You probably already own a pair of goggles. But open water is a different proposition to a pool and so it’s good to check that they are up to scratch. Ideally they should fit snugly to your face with the vacuum seal holding them in place without the need for the strap. It’s also worth thinking about tinted goggles in case of a sunny day.

3. Tri-Suit

Perhaps not absolutely essential, but if you have any ambition to get through the transition phases efficiently than a Triathlon Suit or Tri-Suit will make all the difference. It is the one piece of clothing that you will wear throughout, including during the swim (under your wetsuit). Made of moisture wicking material it includes a small pad in the shorts for cycling. The pad is relatively thin in comparison to dedicated cycling equipment and it’s therefore well worth practising to get used to it before the competition.

You can get a Tri-Suits for as little as £40, and so if you are dipping your toe into the sport, you can still benefit from a Tri-Suit without breaking the bank.

4. A Bike

Fairly obviously, you can’t complete a triathlon without a bike! If you enjoy the sport then this is the bit of equipment that you can spend some serious money on if you choose to. But it’s not essential for a first go. Almost any road bike will do the job, even if you borrow one. Just make sure it is set up to suit you. 

It is worth considering adding a clip on aerobar which will help with comfort and speed. 

5. Helmet

For almost all triathlons, cycling helmets are compulsory. Whilst at the elite end of the market you’ll find dedicated helmets for some eye watering amounts, you don’t need to spend a fortune. If you are investing, it is an item that is worth trying on before you buy to ensure it fits securely.
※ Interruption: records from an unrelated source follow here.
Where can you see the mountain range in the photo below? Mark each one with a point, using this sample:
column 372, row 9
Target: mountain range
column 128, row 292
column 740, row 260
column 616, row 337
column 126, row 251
If you intend to wear sunglasses (see below), make sure that your helmet still fits comfortably when you are wearing your shades.

6. Sunglasses

A good pair of sunglasses can make a huge difference in keeping wind, rain, insects, and occasionally sun out of your eyes! If the budget will stretch it is worth considering photochromic lenses, which will dynamically adapt to the lighting conditions if they change during the event.

7. Running shoes

Whilst it’s very unlikely that you don’t already own a pair of running shoes, it is worth highlighting how important they are. Running is the triathlon discipline that puts the most stress through your body, in training and during the race. Plus as the third and final leg, you will also be getting tired and at the greatest risk of injury. The last thing you need is to be worrying about your feet, ankles or knees. If you are looking to buy, it is definitely worth considering a specialist shop where they can recommend a model of shoe best suited to your running style.
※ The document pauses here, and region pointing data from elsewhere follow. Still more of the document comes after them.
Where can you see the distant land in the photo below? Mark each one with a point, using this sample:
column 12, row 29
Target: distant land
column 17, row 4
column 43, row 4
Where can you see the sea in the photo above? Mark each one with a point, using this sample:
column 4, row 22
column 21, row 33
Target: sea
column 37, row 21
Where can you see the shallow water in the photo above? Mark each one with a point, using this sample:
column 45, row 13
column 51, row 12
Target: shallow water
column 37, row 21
Are there any other items?

This is by no means an exhaustive list. For example socks, which can be contentious subject amongst triathletes! Or cycling shoes with clips, elastic laces to speed up transitions, a race belt and so on. 

If you would like some first hand advice, it’s worth contacting your local triathlon club who will very likely have members of various levels of experience. 

Whatever you decide, good luck!

Please seek medical advice before starting any kind of intensive training or exercise plan.